Candidates who support paid leave, were 8 percent more likely to win, according to projections from The National Partnership for Women & Families, cited in a New Republic piece earlier this year. In Connecticut, Dan Malloy is believed to have won the race for governor on the back of his support for paid sick leave.

Labor groups are agitating for more parental leave.

“It’s kind of a new thing. We’ve always pushed to increase quality of life for our members, but the spotlight has fallen on leave,” Robert Daraio, a local representative of the News Guild of New York, told HuffPost. Daraio helped negotiate four months' paid parental leave for employees at the liberal magazine The Nation in December. “We’re pushing for this in all contracts going forward,” he said.

It seems almost daily a company issues a press release announcing more time for parents and caretakers.

“It was a good year,” said Ellen Bravo, the director of Family Values @ Work, a nonprofit coalition of groups pushing for paid parental and sick leave in the U.S.

Perhaps one of the most outspoken proponents of paid leave, Bravo said that family leave came to prominence thanks to a spiral of factors -- most notably the Obama administration, as well as the many states and municipalities taking action on this. She credits “millennials,” -- young adults -- who are demanding employers give them paid time off to care for children and family members.

Some companies have always had this benefit, Bravo said. “The interest in making announcements public is what’s new. Part of that comes from their desire to say to millennials come here, we’re paying attention to this.”

In the business sector, tech companies fell over themselves in 2015 offering more generous benefits. When Netflix this summer announced it would offer 12 months of leave to new parents, regardless of gender, the news was widely picked up and a flurry of other companies raced to improve their offerings -- including Microsoft andAmazon.

Facebook founder Mark Zuckerberg is right now taking a highly publicized paternity leave that Bravo said set a great example for fathers, who are seen as a crucial part of the paid leave movement.

Banks got in on the trend, too. 

Private equity shop KKR and Credit Suisse both beefed up their offerings for parents this year.

“We knew it started in tech, but then we started seeing businesses in financial services and banking, which are typically conservative, saying we need to do this, too,” said Melinda Figeley, who consults on human resource issues as a vice-president at NFP, an insurance brokerage with clients in banking. "As employers adopt it what they see is people actually come back to work in higher numbers and they're happier and less stressed."

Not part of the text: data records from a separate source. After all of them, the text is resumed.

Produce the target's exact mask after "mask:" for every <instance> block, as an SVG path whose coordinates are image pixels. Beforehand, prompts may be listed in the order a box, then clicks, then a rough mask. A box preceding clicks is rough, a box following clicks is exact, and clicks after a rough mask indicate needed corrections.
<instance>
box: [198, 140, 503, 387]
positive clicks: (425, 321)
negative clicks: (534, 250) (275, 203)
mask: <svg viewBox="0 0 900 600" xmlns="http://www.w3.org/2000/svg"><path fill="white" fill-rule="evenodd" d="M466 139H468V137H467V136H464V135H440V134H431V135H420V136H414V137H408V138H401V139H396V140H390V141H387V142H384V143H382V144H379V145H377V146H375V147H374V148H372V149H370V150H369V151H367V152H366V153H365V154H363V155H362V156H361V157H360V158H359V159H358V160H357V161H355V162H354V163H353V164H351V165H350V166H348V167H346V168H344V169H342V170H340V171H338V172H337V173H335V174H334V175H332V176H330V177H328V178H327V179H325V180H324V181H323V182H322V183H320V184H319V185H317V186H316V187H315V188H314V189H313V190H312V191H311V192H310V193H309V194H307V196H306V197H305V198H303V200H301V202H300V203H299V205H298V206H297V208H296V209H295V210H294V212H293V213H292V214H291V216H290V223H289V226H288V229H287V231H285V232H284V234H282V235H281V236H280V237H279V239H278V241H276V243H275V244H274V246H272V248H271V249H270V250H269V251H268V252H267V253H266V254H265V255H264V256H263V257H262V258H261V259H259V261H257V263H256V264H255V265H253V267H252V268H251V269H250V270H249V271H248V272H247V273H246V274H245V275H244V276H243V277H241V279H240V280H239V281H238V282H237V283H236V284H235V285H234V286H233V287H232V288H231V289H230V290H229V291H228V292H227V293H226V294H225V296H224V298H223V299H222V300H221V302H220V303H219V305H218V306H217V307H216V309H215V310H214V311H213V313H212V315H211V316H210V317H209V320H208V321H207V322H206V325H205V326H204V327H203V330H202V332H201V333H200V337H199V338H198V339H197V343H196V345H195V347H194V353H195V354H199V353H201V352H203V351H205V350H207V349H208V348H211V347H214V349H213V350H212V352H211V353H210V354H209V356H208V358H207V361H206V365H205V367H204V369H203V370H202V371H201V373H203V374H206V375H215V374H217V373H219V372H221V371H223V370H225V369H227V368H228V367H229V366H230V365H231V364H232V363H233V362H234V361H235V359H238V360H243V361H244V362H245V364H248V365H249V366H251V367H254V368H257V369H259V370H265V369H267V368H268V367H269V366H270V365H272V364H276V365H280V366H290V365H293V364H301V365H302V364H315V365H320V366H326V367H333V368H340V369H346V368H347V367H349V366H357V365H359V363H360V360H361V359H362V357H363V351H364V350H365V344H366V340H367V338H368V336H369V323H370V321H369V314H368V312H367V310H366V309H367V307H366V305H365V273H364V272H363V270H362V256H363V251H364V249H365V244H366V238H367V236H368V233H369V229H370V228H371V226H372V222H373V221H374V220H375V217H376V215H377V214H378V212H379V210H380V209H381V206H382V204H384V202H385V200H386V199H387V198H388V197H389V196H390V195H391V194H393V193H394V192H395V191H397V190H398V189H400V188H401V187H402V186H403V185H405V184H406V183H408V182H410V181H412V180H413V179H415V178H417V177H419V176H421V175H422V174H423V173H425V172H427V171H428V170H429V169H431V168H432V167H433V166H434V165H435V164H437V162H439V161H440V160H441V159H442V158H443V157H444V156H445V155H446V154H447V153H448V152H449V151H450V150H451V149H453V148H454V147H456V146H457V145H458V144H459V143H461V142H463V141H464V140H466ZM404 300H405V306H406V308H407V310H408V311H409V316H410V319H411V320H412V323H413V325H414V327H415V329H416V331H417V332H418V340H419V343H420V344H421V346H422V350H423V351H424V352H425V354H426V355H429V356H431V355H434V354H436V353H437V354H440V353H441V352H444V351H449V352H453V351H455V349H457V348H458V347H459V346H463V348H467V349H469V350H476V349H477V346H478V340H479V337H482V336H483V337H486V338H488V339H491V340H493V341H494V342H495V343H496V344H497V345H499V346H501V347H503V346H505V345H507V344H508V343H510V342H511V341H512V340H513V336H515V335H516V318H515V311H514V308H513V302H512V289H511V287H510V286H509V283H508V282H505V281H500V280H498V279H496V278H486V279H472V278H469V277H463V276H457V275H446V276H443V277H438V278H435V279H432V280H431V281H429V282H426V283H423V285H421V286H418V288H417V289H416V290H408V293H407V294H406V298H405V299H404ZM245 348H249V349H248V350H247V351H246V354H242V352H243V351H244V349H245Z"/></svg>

One thing critical about the new momentum on leave: It's not just for birth mothers, but for adoptive parents, for fathers, and for those who need time off to take care of loved ones. Paid parental leave -- not "maternity" leave -- is the hot new thing for companies, Figeley said.

The change stems from the country's opening up to gay couples in recent years and people of various gender identities, Figeley said. "The barriers are coming down and people aren't so narrow in their thinking that there's one kind of family or only one way to do maternity leave."

Yet for all the positive momentum on leave,  the data still looks bleak. An overwhelming majority of employers don’t offer paid leave. Most states don’t offer paid leave. The U.S. unpaid leave law -- the Family and Medical Leave Act -- only covers 60 percent of workers.

About 9 percent of workers who take time off to care for a family member end up on public assistance, according to labor department data cited by the New Republic. The Family Act, a bill sponsored by Sen. Kirsten Gillibrand (D-NY) and Rep. Rosa DeLauro (D – Conn.) that would pay for federally mandated leave by taking a few cents out of employee paychecks, is stalled out.

“We haven’t yet reached a polio moment or a moonshot moment where the country comes together and says we can’t let this go on anymore,” Bravo said. “The good news is we don’t need a vaccine. We know the solution. It’s a social insurance fund that can make this possible.”

Bravo hopes that by 2020, the U.S. will make this happen. “We need to do it.”